What does 2017 hold for cyber?

2016 was a busy year for cyber, with attacks ranging from Yahoo! to the US Democratic National Committee and the rise of ransomware, as well as The Shadow Brokers’ theft and auctioning of hacking tools. Closer to home we saw the largest fine ever imposed by the Information Commissioner (TalkTalk) and growing concern about what fines might look like once GDPR comes into effect in early 2018. 

I expect to see some differences in the 2017 threat landscape. The increased use of and reliance on web, mobile apps and social media to engage with customers and prospects along with the continued proliferation of IoT devices offer ever more opportunities for threat actors. Here are some of the trends RiskIQ thinks security professionals should watch out for. 

Phishing  

As zero-days and host exploits get harder to pull off, threat actors are reverting to forms of attack that are unsophisticated, but that have proven to be highly effective. Phishing is rising in popularity again and traditional email and web phishing, spear phishing, and whaling (Business Email Compromise or BEC) share many of the same simple root causes: domain infringement and content, branding, and keyword impersonation.   

Phishers are also starting to conquer new ground. We’ve seen threat actors leverage fake mobile apps for some time. More recently we’ve seen phishers leverage social media, and in 2017 this trend will grow exponentially—especially with social networks adding online marketplaces (Facebook) and payment gateways.   

Internet of Things (IoT) 

To date we have seen threat actors exploiting IoT in DDoS attacks, like the one we saw targeting Dyn late in 2016. This attack crippled internet traffic across over half the continental U.S. and numerous other parts of the world. Many will predict that in 2017, IoT will be leveraged in more sophisticated attacks such as ransomware and data leaks, but for the most part, we'll continue to see the same kind of attacks we saw in 2016. 

Why?
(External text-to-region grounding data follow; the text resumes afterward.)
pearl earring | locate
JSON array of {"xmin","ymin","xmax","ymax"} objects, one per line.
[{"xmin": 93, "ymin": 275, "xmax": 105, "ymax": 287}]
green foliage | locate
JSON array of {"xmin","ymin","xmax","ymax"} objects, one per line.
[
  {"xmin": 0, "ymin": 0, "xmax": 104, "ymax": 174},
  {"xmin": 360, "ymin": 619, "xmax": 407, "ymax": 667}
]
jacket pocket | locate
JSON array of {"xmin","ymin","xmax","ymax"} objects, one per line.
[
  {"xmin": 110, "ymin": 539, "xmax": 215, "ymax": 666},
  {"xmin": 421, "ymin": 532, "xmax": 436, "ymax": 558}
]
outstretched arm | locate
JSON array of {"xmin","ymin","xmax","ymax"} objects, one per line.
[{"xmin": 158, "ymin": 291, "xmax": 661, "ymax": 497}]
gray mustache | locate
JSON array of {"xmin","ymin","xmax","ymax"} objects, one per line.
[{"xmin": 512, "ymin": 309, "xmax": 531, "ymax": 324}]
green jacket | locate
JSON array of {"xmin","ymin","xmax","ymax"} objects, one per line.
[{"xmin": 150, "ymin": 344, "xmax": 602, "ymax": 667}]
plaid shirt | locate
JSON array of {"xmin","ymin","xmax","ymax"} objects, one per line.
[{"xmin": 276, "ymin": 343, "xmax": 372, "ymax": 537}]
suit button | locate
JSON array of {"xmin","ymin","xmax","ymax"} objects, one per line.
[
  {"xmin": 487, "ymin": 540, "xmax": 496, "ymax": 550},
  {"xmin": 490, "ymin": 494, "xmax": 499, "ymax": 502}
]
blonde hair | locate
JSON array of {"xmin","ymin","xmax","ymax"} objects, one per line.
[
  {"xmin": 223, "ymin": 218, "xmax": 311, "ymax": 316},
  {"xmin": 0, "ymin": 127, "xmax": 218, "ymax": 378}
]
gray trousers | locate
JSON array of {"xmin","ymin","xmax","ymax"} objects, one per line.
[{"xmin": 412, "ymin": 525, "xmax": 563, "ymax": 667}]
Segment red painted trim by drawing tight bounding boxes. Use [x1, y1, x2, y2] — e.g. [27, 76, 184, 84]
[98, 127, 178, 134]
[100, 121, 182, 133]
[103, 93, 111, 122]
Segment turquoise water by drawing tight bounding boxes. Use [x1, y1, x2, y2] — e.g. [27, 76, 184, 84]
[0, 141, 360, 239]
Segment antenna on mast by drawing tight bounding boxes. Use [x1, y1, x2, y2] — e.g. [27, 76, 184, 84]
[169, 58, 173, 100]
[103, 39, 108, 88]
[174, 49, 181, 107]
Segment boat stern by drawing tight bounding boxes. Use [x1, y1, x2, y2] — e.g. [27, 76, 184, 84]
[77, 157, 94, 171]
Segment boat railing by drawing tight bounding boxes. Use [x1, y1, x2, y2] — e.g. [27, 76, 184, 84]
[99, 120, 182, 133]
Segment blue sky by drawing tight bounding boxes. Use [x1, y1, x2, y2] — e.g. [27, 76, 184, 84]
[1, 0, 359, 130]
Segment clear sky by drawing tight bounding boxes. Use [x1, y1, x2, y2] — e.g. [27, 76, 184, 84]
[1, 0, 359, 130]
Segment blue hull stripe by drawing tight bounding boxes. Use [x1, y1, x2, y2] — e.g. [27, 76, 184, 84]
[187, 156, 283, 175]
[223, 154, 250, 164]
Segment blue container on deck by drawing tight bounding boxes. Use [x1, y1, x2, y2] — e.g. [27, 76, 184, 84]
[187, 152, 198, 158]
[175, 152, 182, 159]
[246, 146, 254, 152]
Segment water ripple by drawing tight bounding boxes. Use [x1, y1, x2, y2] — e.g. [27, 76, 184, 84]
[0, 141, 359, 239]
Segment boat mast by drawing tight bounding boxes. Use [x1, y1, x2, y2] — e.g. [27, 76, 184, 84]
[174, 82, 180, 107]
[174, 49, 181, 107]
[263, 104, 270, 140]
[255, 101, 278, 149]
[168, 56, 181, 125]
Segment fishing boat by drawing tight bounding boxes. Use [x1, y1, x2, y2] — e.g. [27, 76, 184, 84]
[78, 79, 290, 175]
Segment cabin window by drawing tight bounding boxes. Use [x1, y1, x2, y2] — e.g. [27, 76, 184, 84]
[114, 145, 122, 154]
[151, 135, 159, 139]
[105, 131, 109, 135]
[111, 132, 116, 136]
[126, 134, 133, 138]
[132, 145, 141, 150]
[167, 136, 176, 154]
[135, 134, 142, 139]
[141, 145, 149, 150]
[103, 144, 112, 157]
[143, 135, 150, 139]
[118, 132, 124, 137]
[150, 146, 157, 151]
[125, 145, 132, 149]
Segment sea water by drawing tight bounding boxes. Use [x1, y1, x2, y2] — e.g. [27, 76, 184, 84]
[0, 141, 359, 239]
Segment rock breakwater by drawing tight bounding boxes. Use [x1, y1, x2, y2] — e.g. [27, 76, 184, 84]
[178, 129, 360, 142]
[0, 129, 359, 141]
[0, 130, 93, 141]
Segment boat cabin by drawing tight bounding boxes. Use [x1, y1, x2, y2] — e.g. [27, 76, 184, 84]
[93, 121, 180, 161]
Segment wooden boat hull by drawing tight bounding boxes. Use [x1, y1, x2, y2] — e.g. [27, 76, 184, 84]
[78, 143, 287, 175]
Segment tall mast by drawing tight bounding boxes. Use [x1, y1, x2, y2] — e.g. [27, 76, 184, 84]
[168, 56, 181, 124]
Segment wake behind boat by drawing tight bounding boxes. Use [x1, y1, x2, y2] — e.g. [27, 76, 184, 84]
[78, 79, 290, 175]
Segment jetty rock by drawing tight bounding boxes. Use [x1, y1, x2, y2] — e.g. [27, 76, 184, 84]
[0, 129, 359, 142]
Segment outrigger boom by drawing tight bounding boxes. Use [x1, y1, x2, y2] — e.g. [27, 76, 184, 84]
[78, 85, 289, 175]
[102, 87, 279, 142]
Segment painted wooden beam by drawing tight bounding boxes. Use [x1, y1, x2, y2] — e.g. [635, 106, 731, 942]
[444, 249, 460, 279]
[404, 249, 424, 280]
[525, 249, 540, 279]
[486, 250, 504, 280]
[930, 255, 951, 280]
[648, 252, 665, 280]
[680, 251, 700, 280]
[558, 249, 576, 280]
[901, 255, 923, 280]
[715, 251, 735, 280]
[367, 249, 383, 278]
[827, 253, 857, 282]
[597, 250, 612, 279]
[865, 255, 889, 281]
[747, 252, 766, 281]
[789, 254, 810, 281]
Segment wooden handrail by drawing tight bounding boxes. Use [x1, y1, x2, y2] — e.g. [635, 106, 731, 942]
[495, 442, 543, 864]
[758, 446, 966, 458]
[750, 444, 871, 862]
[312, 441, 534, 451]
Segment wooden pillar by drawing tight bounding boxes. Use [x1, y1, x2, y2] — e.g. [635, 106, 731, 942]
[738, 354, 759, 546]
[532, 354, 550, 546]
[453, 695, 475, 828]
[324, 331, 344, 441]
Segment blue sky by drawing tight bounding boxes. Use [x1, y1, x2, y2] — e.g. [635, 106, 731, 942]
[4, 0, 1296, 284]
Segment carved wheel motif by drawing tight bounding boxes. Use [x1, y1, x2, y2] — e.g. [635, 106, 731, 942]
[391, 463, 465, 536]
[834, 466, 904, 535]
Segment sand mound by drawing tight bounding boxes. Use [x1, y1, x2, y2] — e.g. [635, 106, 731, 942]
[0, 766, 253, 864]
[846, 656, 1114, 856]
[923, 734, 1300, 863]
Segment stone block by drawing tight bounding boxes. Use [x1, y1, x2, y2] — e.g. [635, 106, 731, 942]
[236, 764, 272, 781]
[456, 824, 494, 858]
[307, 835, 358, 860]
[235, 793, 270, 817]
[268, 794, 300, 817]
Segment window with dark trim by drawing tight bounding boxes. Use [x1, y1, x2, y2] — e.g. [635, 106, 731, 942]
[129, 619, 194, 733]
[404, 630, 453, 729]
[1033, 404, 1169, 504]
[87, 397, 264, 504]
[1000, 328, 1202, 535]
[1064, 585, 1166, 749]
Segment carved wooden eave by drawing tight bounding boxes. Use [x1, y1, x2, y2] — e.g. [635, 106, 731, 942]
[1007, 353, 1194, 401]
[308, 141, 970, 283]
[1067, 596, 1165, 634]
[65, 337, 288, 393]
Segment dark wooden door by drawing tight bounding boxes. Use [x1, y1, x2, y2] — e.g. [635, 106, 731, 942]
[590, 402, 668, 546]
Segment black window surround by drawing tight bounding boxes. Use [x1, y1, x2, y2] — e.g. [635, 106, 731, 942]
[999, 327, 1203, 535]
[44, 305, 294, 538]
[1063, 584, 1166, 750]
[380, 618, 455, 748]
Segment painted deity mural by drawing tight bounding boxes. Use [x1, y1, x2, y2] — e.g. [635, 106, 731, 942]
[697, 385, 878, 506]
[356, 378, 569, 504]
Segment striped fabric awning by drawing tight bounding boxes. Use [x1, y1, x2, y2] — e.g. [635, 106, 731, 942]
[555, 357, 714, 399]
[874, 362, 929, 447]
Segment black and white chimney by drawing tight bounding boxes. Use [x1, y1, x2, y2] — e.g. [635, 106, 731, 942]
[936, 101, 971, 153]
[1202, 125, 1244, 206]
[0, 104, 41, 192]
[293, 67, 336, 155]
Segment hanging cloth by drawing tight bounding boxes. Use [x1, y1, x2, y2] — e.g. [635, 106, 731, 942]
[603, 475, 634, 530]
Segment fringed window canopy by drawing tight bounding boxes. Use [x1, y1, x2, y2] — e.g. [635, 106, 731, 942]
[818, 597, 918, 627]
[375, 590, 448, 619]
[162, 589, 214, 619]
It’s true that IoT will continue to standardise operating systems around Android and Linux variants, eventually making it easier to write broad-scale attack/exploit code. But for now, IoT operating systems and embedded systems are still too fragmented.   

External Threats   

As endpoints get harder to compromise, adversaries such as nation-states, hacktivists, and cyber criminals will ramp up the number of external threats hurled against organisations. Therefore, most of the incidents that will lead to data breaches will come from external sources, especially in digital channels like social, mobile, email, and the cloud, where many digital assets are unknown (and thus unmanaged) by the organisations that are responsible for them. 

Third Party Components   

Threat actors are discovering that if you can’t beat ‘em, target a third-party component that’s part of their infrastructure. Now that Microsoft Windows and Office aren’t the easiest common denominator to exploit, threat actors will move towards other shared components and infrastructure that give them a “many-to-one” advantage, i.e., pieces that plug into many different organisations at the same time.   

For example, Content Management Systems (CMSs) like Wordpress are a big target. If a threat actor accesses one, they also access thousands of websites. Additionally, if a marketing partner like Eloqua and Marketo are compromised, a threat actor gains access to data from thousands of customer campaigns as well as thousands of corporate websites that use plugins from these services. Widgets, beacons and commonly used third party libraries will continue to be a target. Compromising these also has the potential to compromise all websites that make use of them.   

More Stealthy Tactics   

Because modern vulnerability scanners don’t detect embedded attacks in progress, threat actors will get even sneakier. To avoid detection, they will launch attacks that rewrite the document object model (DOM) of page and make use of keyloggers that can record every keystroke made to log a file. That means when you're punching your credit card info into a compromised eCommerce site, it falls right into the hacker's hands.   

RiskIQ’s Threat Research Team has seen a new shopping cart exploitation that uses this very method.   

Attacks Will Happen Over Shorter Periods 

We are increasingly seeing phishing and malware campaigns where the set-up, execution and shut down happens within a day. The speed at which these attacks appear and vanish make them unsolvable by human analysts. That means companies need automation that can quickly and accurately detect these attacks, and push them into global blocking solutions in minutes.   

Web Scale Intelligence Will Help Level the Playing Field 

Threat actors are getting more sophisticated at hiding their tracks—they anonymise their infrastructure and are improving at detecting and hiding from security scanners and crawlers that identify attacks via websites and ads. To find them, Hunt teams will need to make use of increasingly sophisticated intelligence in the form of new combined internet datasets—such as linking together related hosts, third-party web components, and WHOIS information—that fingerprint and track these new threat actor tactics. Combining the intelligence of what is going on outside the firewall with indicators coming from within the corporate networks will give security teams the situational awareness they need to effectively respond to the evolving threats targeting their organisation.